Я думаю о том, почему Елена стала учительницей. Ее мама работала в гродненском Облпотребсоюзе – это было престижно и относительно денежно. Доступ к дефицитным товарам, связи и возможность оказания друг другу взаимных полезных услуг – все эти привилегии не распространились, как это часто бывало, на дочь. Елена не пошла по материнским стопам и выбрала профессию, далекую от унаследованных знакомств. Она не стала чиновницей от образования, не вскарабкалась наверх. Елена была слишком мечтательной и возвышенной для кооперативных дел и торговли, но это не сделало ее неуверенной. Я вспоминаю сцену из фильма Эльдара Рязанова, в которой наглые школьники впервые заговаривают о том, чтобы подменить экзаменационные работы. У Елены Сергеевны разбивается сердце, и ей нечем ответить юным вымогателям. Она лишь смотрит на них внимательно и скорбно как совесть – конечно, это неудобно, но в целом можно пережить. Елена Ивановна была совсем другой – гневливой, грозной, монументальной, уверенной в необходимости определенного порядка и умеющей его поддерживать. Думаю, это связано с той почвой, которую давало Елене положение ее семьи: она выросла в квартире на хорошей новой улице, и платья, восхищавшие одноклассниц, покрывали ее тело, тогда маленькое и хрупкое, первой в ее жизни броней.
Учительницей была Еленина бабка Фекла – строгая, ворчливая коммунистка с дрожащим расхлябанным почерком.

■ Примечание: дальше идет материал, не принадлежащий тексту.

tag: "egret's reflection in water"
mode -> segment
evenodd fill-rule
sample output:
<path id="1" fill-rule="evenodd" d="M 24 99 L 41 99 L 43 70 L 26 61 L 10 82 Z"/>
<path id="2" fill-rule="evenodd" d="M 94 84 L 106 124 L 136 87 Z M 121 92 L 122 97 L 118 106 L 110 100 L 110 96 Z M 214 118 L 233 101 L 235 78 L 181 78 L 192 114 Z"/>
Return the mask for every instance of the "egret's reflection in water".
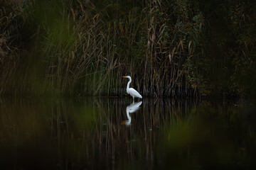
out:
<path id="1" fill-rule="evenodd" d="M 127 112 L 127 120 L 122 121 L 122 125 L 126 125 L 127 126 L 131 125 L 132 122 L 132 118 L 129 115 L 129 113 L 134 113 L 137 110 L 139 110 L 139 106 L 142 103 L 142 101 L 132 103 L 129 106 L 127 107 L 126 112 Z"/>

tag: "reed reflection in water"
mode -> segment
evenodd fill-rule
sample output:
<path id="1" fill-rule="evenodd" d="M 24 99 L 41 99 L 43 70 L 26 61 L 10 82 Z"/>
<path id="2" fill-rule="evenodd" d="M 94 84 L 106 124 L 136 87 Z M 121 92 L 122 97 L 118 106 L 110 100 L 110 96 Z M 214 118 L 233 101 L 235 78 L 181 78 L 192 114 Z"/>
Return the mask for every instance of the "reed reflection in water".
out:
<path id="1" fill-rule="evenodd" d="M 255 167 L 255 110 L 254 101 L 2 98 L 0 164 L 37 169 Z M 122 125 L 127 118 L 129 125 Z"/>

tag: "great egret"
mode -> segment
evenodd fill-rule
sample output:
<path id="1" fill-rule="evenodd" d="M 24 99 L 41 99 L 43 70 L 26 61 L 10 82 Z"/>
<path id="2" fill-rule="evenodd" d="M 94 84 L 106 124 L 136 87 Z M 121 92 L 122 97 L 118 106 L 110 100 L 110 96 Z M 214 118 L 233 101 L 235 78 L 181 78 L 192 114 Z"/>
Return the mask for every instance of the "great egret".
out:
<path id="1" fill-rule="evenodd" d="M 127 78 L 129 79 L 129 82 L 127 83 L 127 94 L 129 94 L 129 95 L 132 96 L 132 97 L 133 98 L 133 100 L 134 101 L 134 97 L 142 98 L 142 95 L 140 95 L 138 91 L 137 91 L 133 88 L 129 88 L 129 84 L 132 82 L 131 76 L 122 76 L 122 77 Z"/>
<path id="2" fill-rule="evenodd" d="M 137 103 L 132 103 L 129 106 L 127 107 L 127 120 L 122 121 L 122 124 L 124 124 L 127 126 L 131 125 L 132 123 L 132 118 L 129 115 L 129 113 L 134 113 L 137 110 L 139 110 L 139 106 L 142 103 L 142 101 L 137 102 Z"/>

В записках, которые она оставляла Елене, – приказы немедленно зайти после школы, поднажать перед контрольной, вернуть библиотечные книги. Письма, записки и телеграммы выскакивали из нее с огромной скоростью. Она энергично обучала Елену жизни. Тон ее писем, гневливый, уверенный в усвоенных раз и навсегда идеалах, преодолел безмолвие бумаги – он бьется в моих ушах, когда я читаю ее короткую записку-повеление, и мне уже пора бежать на автобус, прижимая к груди вялые осыпанные красным тетрадки. Ответных записок не сохранилось, но я не думаю, что Елена решила выбрать профессию в бабкину честь. Говоря со мной о семье, Елена вообще мало ее упоминала – над ее жизнью царила мать. Материнские письма к Елене полны нежности. Она не распекает ее, не донимает советами и приказами, не мучает тоскливой дидактикой. Почему же Елена стала учительницей? Может, дело не в бабке, а в какой-то другой женщине – например, сотруднице школы, где Елена училась? Я перебираю фотографии в поисках такого лица. Но на Елениных школьных снимках нет учителей – только на виньетках, где каждый портрет размещен в отведенном ему овале в порядке алфавита. На простых и естественных кадрах Елена стоит с другими школьницами – вот и все, что мне удается найти.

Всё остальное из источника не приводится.